What I didn’t realise until I started watching The Trial is that my desire to learn more is also completely absent.
This was a difficult fact to confront and the implications of it were quite substantial when I considered I had already arrived late to the film and caused some disruption while looking for a seat, and I now found myself at the seat closest to the wall with no convenient route to escape without once again troubling the people I had passed on the way in and in the process admitting to everyone in the room that I wasn’t especially interested in Brazilian politics.
It was a bind to be in, but I saw an opportunity when someone in the first row made their exit, leading to a small trickle of other people who respectfully bowed out and I followed in their wake.
Laila at the Bridge
I retreated to the Showroom Cinema, which had four screenings on at any one time, so it seemed sensible to simply remain there rather than tearing across Sheffield to attend the various other cinemas hosting screenings for the festival.
This decision was rewarded when I entered the UK premiere of Laila at the Bridge, a immediately engaging film which stars Laila Haidari, a self-styled and actual “badass” who is a former heroin addict that now helps others to get clean in Kabul, where addicts live in miserable squalor under a bridge.
Each day Laila, a child-marriage survivor, pulls new bodies from under the bridge, some of them will be the people she has been working to keep clean who have relapsed.
Each day she tries to convince Afghanistan’s Ministry of Counter Narcotics to provide her with some funding, but there seems to be a rot of corruption at the heart of officialdom and she is forced to battle on alone with mounting debt, the threat of assassination, and little hope for the future.
The documentary makers and husband and wife duo Elissa and Glisten Mirzaei shot constantly over three years.
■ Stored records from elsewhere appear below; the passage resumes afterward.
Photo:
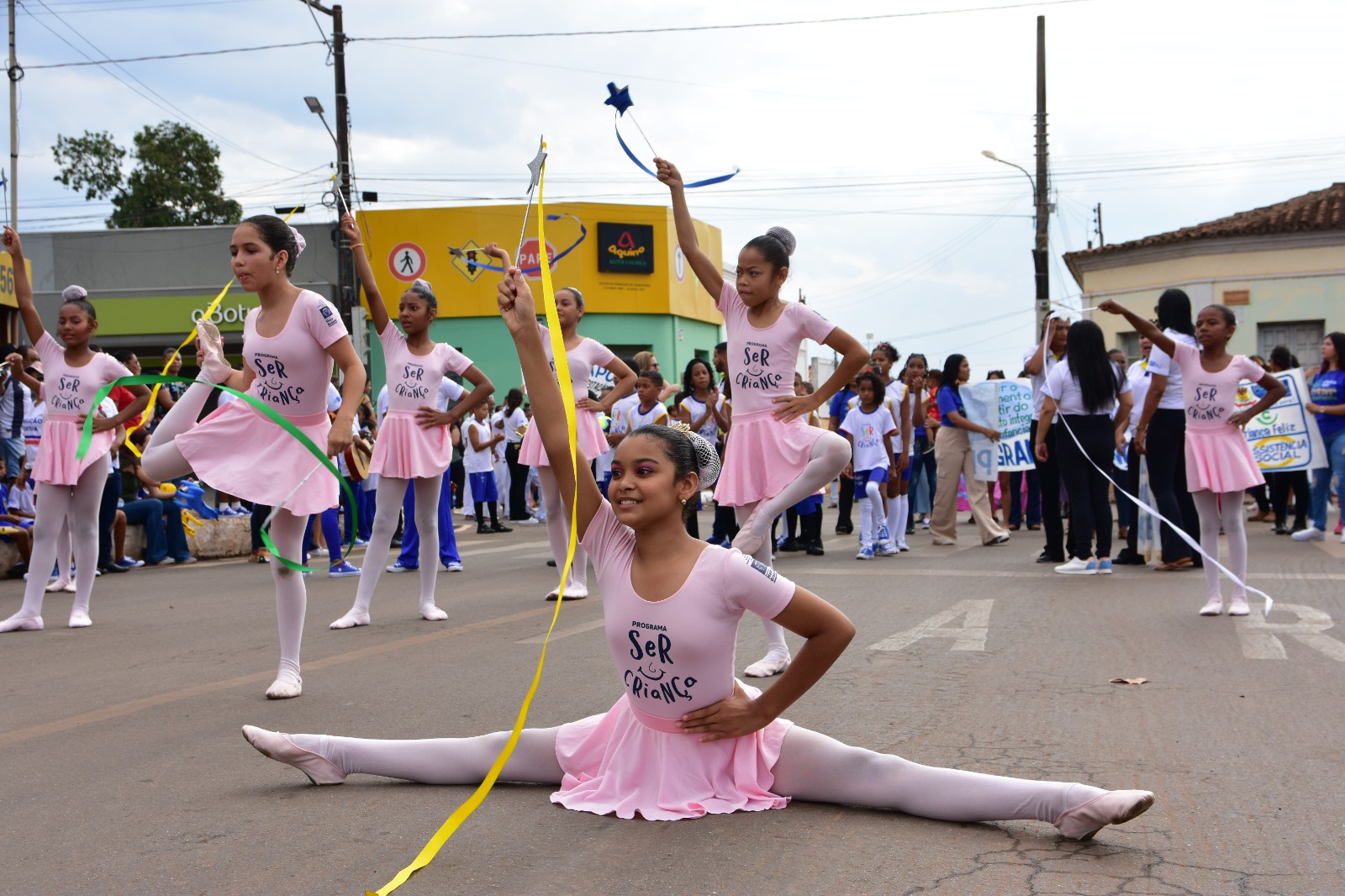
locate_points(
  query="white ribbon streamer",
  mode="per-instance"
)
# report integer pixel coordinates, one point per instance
(1149, 510)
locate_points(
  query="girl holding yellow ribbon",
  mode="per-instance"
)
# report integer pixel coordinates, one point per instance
(289, 345)
(67, 488)
(686, 739)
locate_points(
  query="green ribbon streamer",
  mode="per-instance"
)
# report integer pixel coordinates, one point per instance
(266, 410)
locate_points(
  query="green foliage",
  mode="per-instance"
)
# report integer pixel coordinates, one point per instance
(91, 163)
(177, 181)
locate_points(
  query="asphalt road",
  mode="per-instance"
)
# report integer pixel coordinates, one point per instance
(124, 770)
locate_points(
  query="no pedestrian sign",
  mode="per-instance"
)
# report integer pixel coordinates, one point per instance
(407, 261)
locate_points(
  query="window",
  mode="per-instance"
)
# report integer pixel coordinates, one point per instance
(1304, 338)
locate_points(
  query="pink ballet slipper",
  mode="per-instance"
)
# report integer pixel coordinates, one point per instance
(13, 623)
(282, 750)
(1113, 808)
(214, 365)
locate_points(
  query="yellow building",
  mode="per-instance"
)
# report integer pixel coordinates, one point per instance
(1279, 268)
(639, 293)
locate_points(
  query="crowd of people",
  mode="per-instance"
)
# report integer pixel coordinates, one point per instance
(740, 428)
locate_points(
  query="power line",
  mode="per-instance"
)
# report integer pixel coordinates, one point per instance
(174, 55)
(726, 27)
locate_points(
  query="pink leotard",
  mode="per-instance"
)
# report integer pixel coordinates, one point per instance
(674, 656)
(293, 369)
(414, 380)
(762, 361)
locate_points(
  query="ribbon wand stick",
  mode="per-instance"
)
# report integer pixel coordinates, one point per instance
(535, 168)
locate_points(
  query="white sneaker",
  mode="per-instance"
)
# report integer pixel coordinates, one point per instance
(1078, 567)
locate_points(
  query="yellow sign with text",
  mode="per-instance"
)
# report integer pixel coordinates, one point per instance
(7, 295)
(452, 260)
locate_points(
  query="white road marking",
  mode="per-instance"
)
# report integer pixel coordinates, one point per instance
(970, 635)
(1262, 640)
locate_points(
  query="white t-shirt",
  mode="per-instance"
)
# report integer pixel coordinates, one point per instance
(616, 427)
(867, 430)
(1069, 398)
(636, 417)
(1161, 365)
(477, 461)
(1138, 380)
(1040, 378)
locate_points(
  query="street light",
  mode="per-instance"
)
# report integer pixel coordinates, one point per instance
(1042, 246)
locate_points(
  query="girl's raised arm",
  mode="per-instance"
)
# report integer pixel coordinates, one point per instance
(1143, 327)
(520, 314)
(705, 269)
(22, 288)
(377, 309)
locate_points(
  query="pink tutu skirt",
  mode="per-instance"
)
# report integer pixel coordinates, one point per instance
(592, 440)
(55, 463)
(405, 450)
(242, 454)
(1221, 461)
(616, 763)
(762, 456)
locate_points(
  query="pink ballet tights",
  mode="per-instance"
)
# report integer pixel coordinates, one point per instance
(57, 505)
(811, 767)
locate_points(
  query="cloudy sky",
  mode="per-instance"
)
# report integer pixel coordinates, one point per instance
(864, 138)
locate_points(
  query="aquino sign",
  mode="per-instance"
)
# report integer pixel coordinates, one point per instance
(625, 248)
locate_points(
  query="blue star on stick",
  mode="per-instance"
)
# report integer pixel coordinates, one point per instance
(620, 100)
(535, 168)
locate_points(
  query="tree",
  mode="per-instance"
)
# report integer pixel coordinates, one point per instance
(177, 181)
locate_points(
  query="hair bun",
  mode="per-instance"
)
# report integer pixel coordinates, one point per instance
(706, 459)
(784, 237)
(300, 244)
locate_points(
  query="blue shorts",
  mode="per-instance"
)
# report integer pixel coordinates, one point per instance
(864, 477)
(483, 488)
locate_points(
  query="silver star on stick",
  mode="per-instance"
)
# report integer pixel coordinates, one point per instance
(535, 168)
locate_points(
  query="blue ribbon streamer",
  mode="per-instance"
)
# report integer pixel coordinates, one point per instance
(646, 168)
(562, 255)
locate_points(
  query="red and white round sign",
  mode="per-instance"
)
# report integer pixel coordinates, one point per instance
(529, 257)
(407, 261)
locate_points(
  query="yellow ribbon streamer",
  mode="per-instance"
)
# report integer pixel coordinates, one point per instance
(562, 372)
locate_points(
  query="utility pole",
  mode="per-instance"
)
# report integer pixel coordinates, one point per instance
(15, 74)
(1042, 245)
(345, 262)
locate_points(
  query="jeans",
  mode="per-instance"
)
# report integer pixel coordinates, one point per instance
(1167, 450)
(1089, 508)
(1322, 478)
(923, 463)
(409, 557)
(165, 535)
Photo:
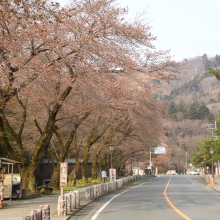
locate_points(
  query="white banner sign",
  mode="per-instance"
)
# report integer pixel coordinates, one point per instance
(112, 175)
(159, 150)
(63, 174)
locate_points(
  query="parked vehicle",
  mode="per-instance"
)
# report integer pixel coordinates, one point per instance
(11, 178)
(171, 172)
(194, 172)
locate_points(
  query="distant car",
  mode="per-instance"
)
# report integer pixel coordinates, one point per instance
(194, 172)
(171, 172)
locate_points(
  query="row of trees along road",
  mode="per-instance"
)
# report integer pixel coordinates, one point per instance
(74, 80)
(201, 157)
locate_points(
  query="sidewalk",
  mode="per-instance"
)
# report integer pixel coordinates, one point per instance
(217, 183)
(15, 209)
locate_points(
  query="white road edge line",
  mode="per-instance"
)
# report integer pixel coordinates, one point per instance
(100, 210)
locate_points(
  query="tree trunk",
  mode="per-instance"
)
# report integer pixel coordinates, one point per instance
(94, 166)
(72, 176)
(84, 166)
(55, 178)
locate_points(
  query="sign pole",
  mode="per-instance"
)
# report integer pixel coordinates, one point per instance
(63, 183)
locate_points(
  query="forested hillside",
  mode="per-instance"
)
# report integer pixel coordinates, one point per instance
(190, 102)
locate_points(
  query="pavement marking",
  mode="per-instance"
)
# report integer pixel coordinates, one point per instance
(171, 204)
(100, 210)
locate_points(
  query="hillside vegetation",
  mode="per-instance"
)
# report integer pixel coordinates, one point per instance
(191, 102)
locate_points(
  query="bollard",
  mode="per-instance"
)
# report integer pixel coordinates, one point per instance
(67, 203)
(28, 217)
(1, 196)
(88, 194)
(45, 209)
(77, 199)
(37, 213)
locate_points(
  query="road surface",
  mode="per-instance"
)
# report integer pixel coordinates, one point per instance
(163, 197)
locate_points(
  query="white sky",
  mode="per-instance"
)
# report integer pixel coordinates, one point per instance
(188, 28)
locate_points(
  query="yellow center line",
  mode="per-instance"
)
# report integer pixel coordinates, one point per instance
(171, 204)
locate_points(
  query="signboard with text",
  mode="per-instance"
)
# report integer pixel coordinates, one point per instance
(112, 175)
(63, 174)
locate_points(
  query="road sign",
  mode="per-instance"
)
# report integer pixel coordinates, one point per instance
(63, 174)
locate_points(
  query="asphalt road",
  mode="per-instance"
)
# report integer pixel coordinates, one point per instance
(163, 197)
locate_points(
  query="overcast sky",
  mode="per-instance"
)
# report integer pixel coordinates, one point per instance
(189, 28)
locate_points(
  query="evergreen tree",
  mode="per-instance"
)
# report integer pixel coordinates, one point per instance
(203, 111)
(193, 112)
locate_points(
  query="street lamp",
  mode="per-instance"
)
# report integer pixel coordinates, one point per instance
(212, 152)
(111, 147)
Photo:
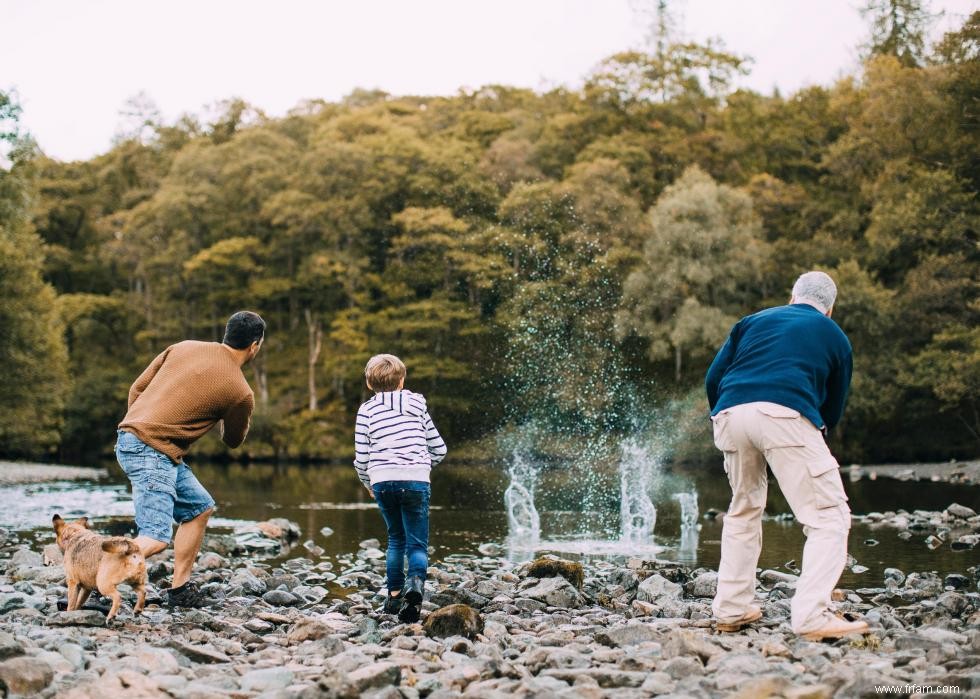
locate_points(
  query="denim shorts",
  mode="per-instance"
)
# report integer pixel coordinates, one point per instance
(163, 492)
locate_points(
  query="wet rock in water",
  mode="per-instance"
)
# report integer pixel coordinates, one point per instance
(958, 511)
(25, 676)
(657, 590)
(281, 598)
(956, 581)
(572, 571)
(79, 617)
(280, 529)
(965, 542)
(454, 620)
(894, 576)
(555, 592)
(9, 646)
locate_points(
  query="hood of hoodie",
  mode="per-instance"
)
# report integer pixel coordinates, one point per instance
(405, 402)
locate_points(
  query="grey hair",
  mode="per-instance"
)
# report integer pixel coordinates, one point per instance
(816, 289)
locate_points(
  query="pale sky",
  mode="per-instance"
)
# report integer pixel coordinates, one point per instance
(74, 63)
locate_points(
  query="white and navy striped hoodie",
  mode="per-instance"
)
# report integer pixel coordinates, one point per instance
(395, 439)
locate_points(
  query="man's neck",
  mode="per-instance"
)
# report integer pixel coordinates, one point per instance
(240, 356)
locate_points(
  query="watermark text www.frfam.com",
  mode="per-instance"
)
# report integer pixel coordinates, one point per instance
(910, 689)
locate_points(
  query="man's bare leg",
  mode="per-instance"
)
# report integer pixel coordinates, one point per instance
(187, 544)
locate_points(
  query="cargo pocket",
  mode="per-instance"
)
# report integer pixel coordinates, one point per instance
(828, 489)
(722, 432)
(784, 428)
Their film speaks to their fearlessness, coming from Los Angeles and entering a situation where they were pursued across Kabul by a crooked cop and made late night trips to the bridge to bring food for an addict who pleaded with them for help.
Their bravery is most clearly shown in a scene where they film a mother who creates a syrup with heroin in it to give to her infant daughter. The child screams and resists being fed the drug but the mother, hopelessly addicted herself, persists until her baby is sedated.
For the American filmmakers, their every instinct must have been to intervene and stop this abuse, for their own peace of mind rather than really in the belief it would change anything. Instead they let it happen before their eyes so they could bring it before our eyes.
Elissa Mirzaei, who attended the screening for a Q&A afterwards, said: “I just felt like, this is reality, I am going to capture this”.
Elissa went on to say that her time in Afghanistan had not left her with any sense of a possible solution to the problems there, but she said: “We all bear collective responsibility for the situation in Afghanistan today”.
And with that, it was time for lunch.